Sin embargo, muchas de las pancartas y voces no parecían tan destinadas a los efectos prácticos de la posible sentencia, tal vez porque la medicación antiabortiva que ahora existe pero no existía en los tiempos de Roe, abre la vía de un tráfico ilegal pero difícilmente controlable a las mujeres que desde cualquier lugar de la geografía quieran abortar de forma segura en sus casas, haciendo de las perchas de las que se valían sus madres y abuelas en abortos caseros clandestinos y peligrosos, y que algunos manifestantes recordaban en sus pancartas con expresiones de rechazo y gotas de sangre, un símbolo de difícil réplica en el presente.

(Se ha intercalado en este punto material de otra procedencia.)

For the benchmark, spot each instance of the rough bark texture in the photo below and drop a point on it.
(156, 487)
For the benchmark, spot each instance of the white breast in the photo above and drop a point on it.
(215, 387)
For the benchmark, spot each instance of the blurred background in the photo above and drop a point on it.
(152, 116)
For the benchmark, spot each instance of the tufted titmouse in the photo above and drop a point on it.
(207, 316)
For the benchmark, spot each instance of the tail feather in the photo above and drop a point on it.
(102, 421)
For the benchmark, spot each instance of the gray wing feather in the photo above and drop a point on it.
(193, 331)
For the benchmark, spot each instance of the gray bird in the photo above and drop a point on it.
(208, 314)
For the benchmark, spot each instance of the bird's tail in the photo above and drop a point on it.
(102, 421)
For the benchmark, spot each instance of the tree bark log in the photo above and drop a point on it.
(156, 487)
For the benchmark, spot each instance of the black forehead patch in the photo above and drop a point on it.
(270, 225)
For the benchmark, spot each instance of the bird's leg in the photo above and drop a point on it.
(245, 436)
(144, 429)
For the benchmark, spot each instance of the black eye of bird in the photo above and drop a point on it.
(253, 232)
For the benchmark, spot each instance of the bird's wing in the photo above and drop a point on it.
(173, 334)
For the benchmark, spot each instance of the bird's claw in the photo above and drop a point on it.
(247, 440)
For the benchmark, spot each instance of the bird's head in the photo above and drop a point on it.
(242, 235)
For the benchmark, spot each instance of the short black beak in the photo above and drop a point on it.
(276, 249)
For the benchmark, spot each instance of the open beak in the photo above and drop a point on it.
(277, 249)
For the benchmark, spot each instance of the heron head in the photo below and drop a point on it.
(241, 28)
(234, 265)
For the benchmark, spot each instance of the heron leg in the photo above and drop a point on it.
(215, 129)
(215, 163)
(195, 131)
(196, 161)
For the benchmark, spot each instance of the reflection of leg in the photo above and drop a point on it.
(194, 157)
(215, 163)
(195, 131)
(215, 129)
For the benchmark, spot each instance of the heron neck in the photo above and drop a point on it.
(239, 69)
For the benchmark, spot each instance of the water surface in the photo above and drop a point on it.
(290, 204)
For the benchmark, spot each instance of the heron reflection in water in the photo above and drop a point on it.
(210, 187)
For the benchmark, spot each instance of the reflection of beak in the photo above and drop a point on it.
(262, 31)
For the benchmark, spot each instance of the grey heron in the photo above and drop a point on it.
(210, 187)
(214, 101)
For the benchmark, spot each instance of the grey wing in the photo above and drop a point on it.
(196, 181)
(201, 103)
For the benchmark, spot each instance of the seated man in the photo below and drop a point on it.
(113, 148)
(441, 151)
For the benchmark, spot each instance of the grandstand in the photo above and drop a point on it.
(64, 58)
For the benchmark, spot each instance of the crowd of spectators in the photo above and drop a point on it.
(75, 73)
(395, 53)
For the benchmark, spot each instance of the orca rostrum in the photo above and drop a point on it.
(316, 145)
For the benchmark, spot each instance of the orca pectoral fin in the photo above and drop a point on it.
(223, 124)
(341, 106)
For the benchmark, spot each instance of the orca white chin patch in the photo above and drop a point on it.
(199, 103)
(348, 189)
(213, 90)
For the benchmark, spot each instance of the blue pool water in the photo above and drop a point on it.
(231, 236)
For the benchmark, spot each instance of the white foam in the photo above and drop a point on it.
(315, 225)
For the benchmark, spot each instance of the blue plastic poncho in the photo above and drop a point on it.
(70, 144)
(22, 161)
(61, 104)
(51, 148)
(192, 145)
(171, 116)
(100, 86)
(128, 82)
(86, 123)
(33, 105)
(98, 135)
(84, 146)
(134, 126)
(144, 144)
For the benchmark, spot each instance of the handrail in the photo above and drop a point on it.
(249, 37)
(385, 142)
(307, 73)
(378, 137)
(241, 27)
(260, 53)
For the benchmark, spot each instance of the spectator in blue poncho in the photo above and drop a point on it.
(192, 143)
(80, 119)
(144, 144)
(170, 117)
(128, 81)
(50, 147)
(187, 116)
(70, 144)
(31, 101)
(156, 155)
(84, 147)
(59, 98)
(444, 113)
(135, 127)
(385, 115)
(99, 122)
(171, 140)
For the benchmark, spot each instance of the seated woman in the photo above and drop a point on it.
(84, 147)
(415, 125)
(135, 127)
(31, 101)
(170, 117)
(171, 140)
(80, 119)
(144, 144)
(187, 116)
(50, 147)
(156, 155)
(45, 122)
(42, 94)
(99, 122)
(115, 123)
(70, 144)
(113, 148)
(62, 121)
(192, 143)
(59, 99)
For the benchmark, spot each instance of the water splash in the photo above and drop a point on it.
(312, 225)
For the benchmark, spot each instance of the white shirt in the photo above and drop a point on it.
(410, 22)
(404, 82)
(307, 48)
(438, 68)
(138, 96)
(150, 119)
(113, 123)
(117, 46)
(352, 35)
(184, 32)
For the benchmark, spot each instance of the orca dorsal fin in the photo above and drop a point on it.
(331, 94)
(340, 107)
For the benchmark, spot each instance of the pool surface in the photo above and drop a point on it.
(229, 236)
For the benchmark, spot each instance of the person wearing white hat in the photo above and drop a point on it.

Tal vez porque la realidad del país ya se caracteriza por una enorme disparidad regional en términos de acceso al aborto gracias a leyes que no lo han anulado pero que progresivamente lo han ido haciendo de más difícil acceso.

Muchas de las pancartas y de los gritos se referían al registro simbólico y aludían a la autonomía y a la libertad de las mujeres. “Mi cuerpo, mi decisión”; “Soy una persona, no un útero”; “Saca tus manos de mi cuerpo”; “Saca tu rosario de mis ovarios”; “Si hubiera querido un hijo del gobierno, me hubiera follado a un senador”; “¡Respeta la decisión de las mujeres!, ¿qué tan jodidamente complicado es eso de entender?”; “La decisión más difícil que tiene que tomar una mujer no te corresponde a ”ti“; ”Desear sexo no es desear un embarazo; desear un embarazo no es igual a desear llevarlo a cabo bajo cualquier circunstancia“… pero también ”Yo tendré menos derechos que mi madre“; ”Yo sobreviví un aborto ilegal en Birmingham, Alabama, en 1969“; ”Solo la lucha ha servido para conquistar los derechos de la mujer“; ”Mujeres, ¡alzaos!“; ”¡Para atrás, nunca!“. Y leyendo y gritando algunas de las leyendas al coro de las masas, se me figuraba que en algún lado andaba, sobrevolando la escena, el espíritu de Virginia Wolf contemplándonos y deplorando que, al cabo de tanto tiempo, el hombre aún siga empeñado en marcarle su destino a la mujer y que la mujer siga, una y otra vez, teniendo que dar las mismas batallas, sin poder descansar jamás sobre el manto mullido de las conquistas tejidas con sangre por sus antecesoras para poder ampliar la paleta de sus inquietudes a todos los rincones del saber, del arte y de la ciencia. Ahí estaba yo, gritando en vez de avanzar en mis investigaciones. Porque lo segundo, ese día, me parecía un lujo que, o podía esperar, o era irrelevante; lo primero, una necesidad vital.

En estos meses neoyorquinos en los que el bicho tiene alterados los patrones de socialización de la ciudad, ya de por sí complicados, me he aficionado a las audionovelas. Y fue así cómo venía yo el lunes descendiendo por la quinta avenida, desde la maravillosa sede de la biblioteca pública de Nueva York en la 42, escuchando A room of one´s own de Virginia Woolf, justo después de haberme detenido a contemplar el bastón que usó la escritora y que apareció flotando el día de su suicidio, en 1941, en el río Ouse, y algunos trozos del manuscrito de su famosa novela Mrs Dalloway, entre la colección de objetos, auténticos tesoros, que la biblioteca exhibe estos meses en su exposición Treasures.